Rome: The popular country for tourism is expected to welcome a record number of tourists in 2023, and the authorities are determined to establish an environment that visitors but also residents can enjoy.
In an effort to establish that, the respective authorities have introduced restrictive measures and plan to fine tourists that refuse to abide, SchengenVisaInfo.com reports.
For example, tourists cannot show up or walk around the city without clothes and certainly cannot swim in the canals. In addition, Deutsche Welle reveals that tourists have to be mindful of where they sit, as doing so on sidewalks and bridges can get them fined.
However, the decision to impose an entry fee on tourists visiting Venice, who won’t stay the night, has been postponed for next year, with the measure being tested on trial bases for 20 days when plenty of visitors are in the city. Back in 2019, the city received 5.5 million visitors – almost 100 times more than the Venetian population.
Additionally, some beaches are also introducing measures to prevent over-tourism, with many beaches on Baunei on Sardinia being restricted with a limitation in the number of places on such beaches and having to be reserved and paid prior to the visit.
Moving around the tourist destinations in Italy can be more limited as tourists are now banned from bringing their own cars to the island of Linosa and Lampedusa, as well as Procida in the Gulf of Naples.
“This is the only measure that works. We are the most densely populated island in Europe, and for us, mobility is a problem,” Procida mayor Raimondo Ambrosino told the newspaper Il Messaggero.
Furthermore, access to the Pragser Wildsee Lake, a popular tourist destination, has been restricted as tourists can only go there by booking a ticket online in advance and only use public transport to get there, as the managing authorities are trying to limit the influx of tourists.

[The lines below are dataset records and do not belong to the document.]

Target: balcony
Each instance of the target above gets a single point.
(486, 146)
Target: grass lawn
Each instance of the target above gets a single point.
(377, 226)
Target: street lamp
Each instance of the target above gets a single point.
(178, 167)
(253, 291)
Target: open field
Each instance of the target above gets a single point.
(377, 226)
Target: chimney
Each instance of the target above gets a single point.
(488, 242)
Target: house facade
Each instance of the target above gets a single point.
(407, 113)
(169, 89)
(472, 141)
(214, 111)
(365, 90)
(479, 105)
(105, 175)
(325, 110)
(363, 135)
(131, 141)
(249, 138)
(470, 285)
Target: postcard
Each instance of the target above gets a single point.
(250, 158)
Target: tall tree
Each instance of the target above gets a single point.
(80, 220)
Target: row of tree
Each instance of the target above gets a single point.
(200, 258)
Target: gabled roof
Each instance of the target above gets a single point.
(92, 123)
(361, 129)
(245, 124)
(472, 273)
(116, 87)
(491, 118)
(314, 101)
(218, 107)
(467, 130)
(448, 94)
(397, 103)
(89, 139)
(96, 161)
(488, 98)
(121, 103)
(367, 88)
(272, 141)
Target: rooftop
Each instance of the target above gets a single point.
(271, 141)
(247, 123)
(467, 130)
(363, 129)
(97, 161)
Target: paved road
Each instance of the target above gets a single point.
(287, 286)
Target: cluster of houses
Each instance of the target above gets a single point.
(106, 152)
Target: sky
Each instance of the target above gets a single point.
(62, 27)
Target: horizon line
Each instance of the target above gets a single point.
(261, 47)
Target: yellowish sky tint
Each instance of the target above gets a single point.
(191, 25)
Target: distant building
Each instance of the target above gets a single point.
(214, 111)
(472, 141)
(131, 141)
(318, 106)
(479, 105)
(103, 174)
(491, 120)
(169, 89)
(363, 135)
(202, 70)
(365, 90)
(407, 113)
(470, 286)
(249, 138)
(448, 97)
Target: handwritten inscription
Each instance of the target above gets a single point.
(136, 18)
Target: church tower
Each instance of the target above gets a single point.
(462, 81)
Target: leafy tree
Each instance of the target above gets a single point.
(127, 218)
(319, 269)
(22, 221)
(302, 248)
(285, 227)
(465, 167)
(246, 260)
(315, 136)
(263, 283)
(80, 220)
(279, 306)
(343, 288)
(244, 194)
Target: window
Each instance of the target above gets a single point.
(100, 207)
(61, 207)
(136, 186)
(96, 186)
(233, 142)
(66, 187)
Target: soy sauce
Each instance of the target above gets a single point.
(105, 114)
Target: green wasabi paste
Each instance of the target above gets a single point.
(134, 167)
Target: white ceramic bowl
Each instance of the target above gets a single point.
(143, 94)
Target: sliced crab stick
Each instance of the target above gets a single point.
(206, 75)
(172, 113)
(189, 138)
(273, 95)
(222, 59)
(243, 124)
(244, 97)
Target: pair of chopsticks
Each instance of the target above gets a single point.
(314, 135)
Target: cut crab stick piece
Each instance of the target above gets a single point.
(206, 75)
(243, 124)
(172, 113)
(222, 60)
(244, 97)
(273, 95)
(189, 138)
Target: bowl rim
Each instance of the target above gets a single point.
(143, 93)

Portofino, one of the most visited places in Italy, has also been under some implementation of measures with zones that are more common to take pictures at, risking a fine of up to €275.
In the town centre, walking around barefoot, in a bikini or partially undressed is prohibited.
“Our goal is not to drive tourists away or discourage them from visiting. Everyone must do their part to contribute to the beauty of Portofino by behaving properly,” Portofino Mayor Matteo Viacava told Il Secolo XIX.
The situation has deteriorated as Venice risks being placed under UNESCO’s danger list, severely over-tourism impacting the destination.